The Dream and the Epiphany.

It won’t have gone unnoticed that I haven’t been at my best recently. It came to a head last night with a disturbing dream that seemed to go on and on. I’ve forgotten most of the detail now, but the three elements I remember were:

1) I was walking through Ashbourne, my local town, and noticed that changes were taking place. I didn’t know what was going on but sensed that it had something to do with setting up art exhibition spaces. And then I saw that the theatre where I used to work had been relocated inside one of the town buildings, and I could see through an open door that somebody was hanging an art exhibition (a job I used to do there.) I made to go inside, but was stopped by a policeman who told me I would have to pay to get in. I had no money on me and felt disturbed by the fact that I was now being excluded from a place where I’ve always felt at home and which I’ve always entered free. I walked away.

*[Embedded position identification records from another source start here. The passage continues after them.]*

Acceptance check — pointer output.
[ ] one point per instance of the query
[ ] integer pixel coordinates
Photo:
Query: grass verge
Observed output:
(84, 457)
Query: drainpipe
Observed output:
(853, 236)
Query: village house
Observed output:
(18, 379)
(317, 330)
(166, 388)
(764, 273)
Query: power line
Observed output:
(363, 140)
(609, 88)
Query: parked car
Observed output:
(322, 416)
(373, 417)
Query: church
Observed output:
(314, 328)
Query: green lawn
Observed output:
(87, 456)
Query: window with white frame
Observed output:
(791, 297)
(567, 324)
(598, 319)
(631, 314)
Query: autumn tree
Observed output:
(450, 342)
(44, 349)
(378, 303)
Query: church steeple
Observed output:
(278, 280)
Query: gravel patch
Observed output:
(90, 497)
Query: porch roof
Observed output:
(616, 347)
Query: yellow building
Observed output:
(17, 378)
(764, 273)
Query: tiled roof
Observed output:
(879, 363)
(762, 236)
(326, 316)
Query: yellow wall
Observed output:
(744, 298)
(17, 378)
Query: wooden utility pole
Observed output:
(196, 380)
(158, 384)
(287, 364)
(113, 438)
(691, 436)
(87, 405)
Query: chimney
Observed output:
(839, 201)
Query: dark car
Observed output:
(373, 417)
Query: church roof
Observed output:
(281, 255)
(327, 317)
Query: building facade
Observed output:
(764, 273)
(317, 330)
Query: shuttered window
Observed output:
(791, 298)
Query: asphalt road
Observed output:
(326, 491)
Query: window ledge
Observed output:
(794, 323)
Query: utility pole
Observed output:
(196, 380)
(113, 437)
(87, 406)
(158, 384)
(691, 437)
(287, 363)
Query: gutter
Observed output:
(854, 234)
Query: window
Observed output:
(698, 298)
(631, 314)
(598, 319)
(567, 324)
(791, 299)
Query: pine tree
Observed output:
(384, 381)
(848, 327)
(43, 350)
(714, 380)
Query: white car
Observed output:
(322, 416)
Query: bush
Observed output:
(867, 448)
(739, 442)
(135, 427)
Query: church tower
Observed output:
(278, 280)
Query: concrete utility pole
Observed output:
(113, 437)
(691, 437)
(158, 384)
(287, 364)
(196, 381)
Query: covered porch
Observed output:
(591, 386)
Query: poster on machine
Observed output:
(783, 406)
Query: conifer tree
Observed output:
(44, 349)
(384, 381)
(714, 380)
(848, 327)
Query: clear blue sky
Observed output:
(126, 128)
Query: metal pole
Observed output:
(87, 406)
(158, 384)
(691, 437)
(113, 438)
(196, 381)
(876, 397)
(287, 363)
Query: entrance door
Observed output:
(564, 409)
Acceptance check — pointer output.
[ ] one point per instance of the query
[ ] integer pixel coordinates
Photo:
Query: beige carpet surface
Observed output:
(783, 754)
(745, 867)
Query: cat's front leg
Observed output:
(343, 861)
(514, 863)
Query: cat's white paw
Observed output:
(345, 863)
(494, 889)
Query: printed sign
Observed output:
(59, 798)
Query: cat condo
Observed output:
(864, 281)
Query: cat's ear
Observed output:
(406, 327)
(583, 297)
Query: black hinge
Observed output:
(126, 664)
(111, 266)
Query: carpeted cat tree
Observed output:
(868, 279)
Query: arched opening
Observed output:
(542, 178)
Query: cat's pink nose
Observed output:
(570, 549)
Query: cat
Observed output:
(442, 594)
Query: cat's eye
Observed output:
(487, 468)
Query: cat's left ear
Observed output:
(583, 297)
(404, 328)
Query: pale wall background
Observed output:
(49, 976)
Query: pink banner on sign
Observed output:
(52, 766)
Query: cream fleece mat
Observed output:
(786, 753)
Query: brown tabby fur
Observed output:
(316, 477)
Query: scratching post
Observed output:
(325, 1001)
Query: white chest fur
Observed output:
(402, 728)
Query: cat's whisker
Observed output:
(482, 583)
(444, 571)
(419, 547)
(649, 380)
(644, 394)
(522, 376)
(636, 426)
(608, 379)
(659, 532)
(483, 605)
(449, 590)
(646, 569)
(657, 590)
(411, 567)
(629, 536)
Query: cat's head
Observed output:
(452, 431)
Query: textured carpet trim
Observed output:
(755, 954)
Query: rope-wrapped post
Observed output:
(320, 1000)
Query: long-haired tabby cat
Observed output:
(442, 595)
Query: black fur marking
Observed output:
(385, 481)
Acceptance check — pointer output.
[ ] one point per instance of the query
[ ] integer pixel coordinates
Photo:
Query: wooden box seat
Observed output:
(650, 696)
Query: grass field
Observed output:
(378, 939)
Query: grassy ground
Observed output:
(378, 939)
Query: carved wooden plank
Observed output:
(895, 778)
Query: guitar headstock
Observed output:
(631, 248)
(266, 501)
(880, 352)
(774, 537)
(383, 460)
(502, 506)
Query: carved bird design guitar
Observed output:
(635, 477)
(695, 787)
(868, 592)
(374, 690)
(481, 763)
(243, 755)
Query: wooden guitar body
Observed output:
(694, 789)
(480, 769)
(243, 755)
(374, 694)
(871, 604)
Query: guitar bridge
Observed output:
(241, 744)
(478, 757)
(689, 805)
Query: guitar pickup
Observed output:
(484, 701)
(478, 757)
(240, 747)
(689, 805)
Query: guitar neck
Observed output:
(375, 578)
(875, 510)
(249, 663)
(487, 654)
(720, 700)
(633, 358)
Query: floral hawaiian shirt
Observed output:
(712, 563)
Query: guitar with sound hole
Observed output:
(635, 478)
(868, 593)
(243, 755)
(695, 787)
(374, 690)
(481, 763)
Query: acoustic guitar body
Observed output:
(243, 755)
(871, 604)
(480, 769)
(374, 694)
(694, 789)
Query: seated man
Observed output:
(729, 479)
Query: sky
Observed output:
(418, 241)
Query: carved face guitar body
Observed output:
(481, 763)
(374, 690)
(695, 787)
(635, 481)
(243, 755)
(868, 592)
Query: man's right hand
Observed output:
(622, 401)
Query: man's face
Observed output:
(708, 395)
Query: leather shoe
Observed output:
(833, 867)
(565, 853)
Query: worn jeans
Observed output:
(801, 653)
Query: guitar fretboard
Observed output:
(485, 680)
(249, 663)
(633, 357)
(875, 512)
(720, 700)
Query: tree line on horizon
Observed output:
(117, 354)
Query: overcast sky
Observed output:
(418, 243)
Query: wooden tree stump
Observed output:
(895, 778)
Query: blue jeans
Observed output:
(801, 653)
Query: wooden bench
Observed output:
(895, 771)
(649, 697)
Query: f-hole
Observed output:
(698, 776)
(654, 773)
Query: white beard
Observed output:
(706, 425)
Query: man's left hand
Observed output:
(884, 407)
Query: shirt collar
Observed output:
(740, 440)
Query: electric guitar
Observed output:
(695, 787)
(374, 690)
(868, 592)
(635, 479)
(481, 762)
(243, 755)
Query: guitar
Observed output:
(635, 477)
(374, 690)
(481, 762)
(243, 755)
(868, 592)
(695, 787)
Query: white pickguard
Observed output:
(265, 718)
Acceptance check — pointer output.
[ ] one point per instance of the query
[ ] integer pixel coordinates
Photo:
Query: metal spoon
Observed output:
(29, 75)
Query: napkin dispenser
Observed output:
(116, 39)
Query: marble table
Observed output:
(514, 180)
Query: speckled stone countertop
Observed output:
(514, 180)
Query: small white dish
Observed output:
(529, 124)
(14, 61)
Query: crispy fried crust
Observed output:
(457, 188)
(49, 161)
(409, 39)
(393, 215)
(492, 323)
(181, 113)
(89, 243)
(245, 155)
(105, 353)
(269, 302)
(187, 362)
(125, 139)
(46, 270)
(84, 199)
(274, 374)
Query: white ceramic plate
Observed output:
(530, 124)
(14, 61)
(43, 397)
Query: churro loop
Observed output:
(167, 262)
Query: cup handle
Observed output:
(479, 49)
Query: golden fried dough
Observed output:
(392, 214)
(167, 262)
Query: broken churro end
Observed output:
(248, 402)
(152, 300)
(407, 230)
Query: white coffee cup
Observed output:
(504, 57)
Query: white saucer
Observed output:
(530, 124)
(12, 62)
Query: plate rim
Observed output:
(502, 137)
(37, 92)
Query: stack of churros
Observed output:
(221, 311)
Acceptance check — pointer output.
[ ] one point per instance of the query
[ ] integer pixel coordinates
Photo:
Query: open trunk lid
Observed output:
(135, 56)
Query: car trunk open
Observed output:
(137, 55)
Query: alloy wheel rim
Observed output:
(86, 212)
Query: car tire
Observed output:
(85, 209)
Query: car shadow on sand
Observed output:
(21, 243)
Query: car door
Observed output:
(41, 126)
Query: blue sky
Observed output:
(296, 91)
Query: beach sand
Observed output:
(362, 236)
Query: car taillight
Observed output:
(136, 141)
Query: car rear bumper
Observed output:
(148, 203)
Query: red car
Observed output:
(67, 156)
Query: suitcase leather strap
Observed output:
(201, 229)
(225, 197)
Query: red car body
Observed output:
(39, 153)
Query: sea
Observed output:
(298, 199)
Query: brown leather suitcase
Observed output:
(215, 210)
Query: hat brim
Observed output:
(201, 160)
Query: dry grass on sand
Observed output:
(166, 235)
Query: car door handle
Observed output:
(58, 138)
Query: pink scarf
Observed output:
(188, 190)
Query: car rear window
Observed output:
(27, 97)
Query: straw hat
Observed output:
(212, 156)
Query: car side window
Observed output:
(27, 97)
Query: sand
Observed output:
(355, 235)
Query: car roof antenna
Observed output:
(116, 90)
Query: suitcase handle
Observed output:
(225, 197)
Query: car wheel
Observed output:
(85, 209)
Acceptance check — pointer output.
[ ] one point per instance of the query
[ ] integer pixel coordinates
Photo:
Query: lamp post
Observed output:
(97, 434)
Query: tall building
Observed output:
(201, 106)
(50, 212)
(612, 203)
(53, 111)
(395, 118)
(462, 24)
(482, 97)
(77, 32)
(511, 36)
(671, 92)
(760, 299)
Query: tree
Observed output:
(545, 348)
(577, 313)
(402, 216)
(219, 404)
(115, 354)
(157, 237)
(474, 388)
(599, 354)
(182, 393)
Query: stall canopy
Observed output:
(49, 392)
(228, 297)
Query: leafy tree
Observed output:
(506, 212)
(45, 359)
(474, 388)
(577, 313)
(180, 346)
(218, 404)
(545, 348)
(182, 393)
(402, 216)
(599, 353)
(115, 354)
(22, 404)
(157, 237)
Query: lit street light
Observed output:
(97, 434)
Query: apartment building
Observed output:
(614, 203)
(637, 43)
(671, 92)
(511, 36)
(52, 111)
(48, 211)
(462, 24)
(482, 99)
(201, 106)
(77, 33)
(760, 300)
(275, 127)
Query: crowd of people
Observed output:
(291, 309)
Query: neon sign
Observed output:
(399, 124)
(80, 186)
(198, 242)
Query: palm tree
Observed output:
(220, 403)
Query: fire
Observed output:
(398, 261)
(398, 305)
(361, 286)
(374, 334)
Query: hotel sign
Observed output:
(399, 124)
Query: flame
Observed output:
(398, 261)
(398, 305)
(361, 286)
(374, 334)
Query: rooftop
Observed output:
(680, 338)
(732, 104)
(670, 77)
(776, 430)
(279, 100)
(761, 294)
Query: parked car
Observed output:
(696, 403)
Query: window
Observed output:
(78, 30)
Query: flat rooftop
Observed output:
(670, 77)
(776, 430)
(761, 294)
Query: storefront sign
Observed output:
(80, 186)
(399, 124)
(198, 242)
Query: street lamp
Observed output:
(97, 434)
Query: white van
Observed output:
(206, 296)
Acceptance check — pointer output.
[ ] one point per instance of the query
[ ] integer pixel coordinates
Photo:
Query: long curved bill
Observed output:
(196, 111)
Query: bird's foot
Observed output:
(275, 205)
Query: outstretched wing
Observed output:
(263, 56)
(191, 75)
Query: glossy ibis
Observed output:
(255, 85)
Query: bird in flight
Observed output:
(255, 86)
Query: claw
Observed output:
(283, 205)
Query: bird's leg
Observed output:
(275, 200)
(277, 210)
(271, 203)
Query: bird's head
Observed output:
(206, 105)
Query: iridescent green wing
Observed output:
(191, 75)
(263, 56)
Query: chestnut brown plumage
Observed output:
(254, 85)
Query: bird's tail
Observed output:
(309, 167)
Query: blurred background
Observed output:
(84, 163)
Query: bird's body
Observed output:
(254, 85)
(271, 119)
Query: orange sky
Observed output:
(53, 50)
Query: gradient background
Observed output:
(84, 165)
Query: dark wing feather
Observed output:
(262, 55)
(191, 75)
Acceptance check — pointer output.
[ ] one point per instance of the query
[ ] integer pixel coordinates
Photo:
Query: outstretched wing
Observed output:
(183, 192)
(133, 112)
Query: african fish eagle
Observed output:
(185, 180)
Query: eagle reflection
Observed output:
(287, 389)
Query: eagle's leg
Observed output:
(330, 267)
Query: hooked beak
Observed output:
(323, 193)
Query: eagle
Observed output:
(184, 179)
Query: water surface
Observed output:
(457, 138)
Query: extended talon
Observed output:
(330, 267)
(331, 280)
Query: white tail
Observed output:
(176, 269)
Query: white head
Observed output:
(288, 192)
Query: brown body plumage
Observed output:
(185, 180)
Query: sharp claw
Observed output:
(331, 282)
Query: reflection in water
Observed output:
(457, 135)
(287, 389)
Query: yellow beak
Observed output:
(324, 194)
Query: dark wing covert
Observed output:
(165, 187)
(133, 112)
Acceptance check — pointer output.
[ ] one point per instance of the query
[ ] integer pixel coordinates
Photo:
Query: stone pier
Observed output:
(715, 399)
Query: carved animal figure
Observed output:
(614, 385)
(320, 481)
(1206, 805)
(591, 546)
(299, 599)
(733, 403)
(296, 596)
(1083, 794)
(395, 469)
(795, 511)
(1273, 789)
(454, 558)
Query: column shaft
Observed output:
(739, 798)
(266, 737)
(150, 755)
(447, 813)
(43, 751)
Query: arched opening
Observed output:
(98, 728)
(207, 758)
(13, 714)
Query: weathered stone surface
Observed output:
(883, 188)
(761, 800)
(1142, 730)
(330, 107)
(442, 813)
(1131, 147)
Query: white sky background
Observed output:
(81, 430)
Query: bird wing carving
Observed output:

2) The scene changed to the High Street where I saw that exhibitions were being set up all over the place, and somehow I knew that all the artists were women. And then I saw those women. They were all young and attractive, and they were all skulking in shadowy corners watching me. I felt an aura of malice coming from every one of them; I sensed that they wanted to attack and maybe even kill me. And so I felt both excluded and threatened that time, and walked away again.

3) As I was walking out of the town centre, I realised that I was about to be picked up and taken somewhere to have body parts removed. Whether I knew what those parts were, I don’t remember; but I do remember being aware that some unidentified power was going to remove things that were vital to a normal existence. At that point I woke up feeling a little fractured.

I pushed the dream away for the rest of the morning, but it came back strongly when I was working in my greenhouse in the afternoon. A light bulb flickered into life. I suddenly understood an aspect of my attitude to women that I’d never realised before. And then came the real epiphany. Ever since I was nineteen I’ve been aware of one great weakness, one very soft Achilles’ heel that has always dogged my relationships with lovers. It’s complex and confusing because it manifests itself with different faces, and I’ve spent the whole of my adult life trying to get to the root of it. Now, at last, I think I’ve found that root.

The new understanding isn’t likely to remove the problem in this life; it’s too deep-seated for that, and it probably doesn’t matter anyway since I’m unlikely to have any more lovers. But it’s good to think that I can go to the Between armed with the first stage in the curative process, so that I can get rid of this damn problem before I have to come back here again.

Since realising that, other speculations have started to take shape as credible, maybe even likely, possibilities. If I’m right it would explain some of the curious coincidences and connections that have been going on lately.I think there might be some karmic balancing going on here.

But I think I’ve said enough. Make of it what you want.